Custom Membership Providers
When creating a custom membership provider, ensure that you follow security best practices to avoid attacks such as SQL-injection attacks when working with a database. When making use of a custom membership provider, ensure that the provider has been reviewed for security best practices.
Working with Culture-Sensitive Characters
When using the SQL Server membership provider or a custom membership provider, your data source might be configured to store membership data in a culture sensitive format. However, ASP.NET evaluates user names from the authorization configuration element and user names from the membership data store as culture invariant.

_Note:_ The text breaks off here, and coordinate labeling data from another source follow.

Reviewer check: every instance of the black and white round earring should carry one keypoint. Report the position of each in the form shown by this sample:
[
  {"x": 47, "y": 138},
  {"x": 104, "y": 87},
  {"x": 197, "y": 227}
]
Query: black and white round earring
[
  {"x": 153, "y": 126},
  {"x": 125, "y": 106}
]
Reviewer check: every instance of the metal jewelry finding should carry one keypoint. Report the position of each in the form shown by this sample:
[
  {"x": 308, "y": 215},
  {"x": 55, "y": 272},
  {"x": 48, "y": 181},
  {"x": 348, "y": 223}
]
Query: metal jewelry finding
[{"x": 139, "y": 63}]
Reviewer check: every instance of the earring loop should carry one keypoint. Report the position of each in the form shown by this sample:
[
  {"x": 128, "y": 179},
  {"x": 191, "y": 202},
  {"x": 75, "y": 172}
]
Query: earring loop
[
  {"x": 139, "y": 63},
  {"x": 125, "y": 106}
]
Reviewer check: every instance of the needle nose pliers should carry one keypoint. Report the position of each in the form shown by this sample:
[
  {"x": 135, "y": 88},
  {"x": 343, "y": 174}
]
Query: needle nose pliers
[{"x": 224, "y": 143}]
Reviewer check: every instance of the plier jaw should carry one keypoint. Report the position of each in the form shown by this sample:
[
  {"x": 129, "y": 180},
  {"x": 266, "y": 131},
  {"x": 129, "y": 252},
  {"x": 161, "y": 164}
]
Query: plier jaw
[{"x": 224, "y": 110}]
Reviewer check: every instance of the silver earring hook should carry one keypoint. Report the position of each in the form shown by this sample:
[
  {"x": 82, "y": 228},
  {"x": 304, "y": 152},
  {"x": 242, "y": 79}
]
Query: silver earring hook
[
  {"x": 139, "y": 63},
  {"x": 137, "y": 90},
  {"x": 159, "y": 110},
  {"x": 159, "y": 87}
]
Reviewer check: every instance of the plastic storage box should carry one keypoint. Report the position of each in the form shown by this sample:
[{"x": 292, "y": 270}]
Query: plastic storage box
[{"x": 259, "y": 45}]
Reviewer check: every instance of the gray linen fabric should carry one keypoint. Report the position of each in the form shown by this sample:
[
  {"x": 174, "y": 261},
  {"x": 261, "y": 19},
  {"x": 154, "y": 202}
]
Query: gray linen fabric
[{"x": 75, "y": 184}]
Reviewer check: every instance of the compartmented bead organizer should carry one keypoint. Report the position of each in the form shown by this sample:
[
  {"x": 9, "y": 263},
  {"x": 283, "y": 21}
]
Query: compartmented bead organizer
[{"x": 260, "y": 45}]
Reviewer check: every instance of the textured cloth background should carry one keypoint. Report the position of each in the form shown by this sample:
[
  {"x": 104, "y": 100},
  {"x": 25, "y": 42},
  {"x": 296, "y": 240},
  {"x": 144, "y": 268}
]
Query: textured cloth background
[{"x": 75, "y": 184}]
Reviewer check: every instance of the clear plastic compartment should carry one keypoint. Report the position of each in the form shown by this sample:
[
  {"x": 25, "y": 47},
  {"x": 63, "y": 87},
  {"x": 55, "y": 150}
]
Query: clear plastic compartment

As a result, an unauthorized user could be granted authorization because when the user name is treated as culture invariant, it is the same as the name of an authorized user.
To avoid users gaining unauthorized access, ensure that user names are unique when evaluated as culture invariant. Alternatively, you can specify only role names for authorization using the authorization configuration element and then ensure that role names are unique when evaluated as culture invariant. Specifying authorization using role names is often preferred, because creating and managing roles can be restricted as an administrative function.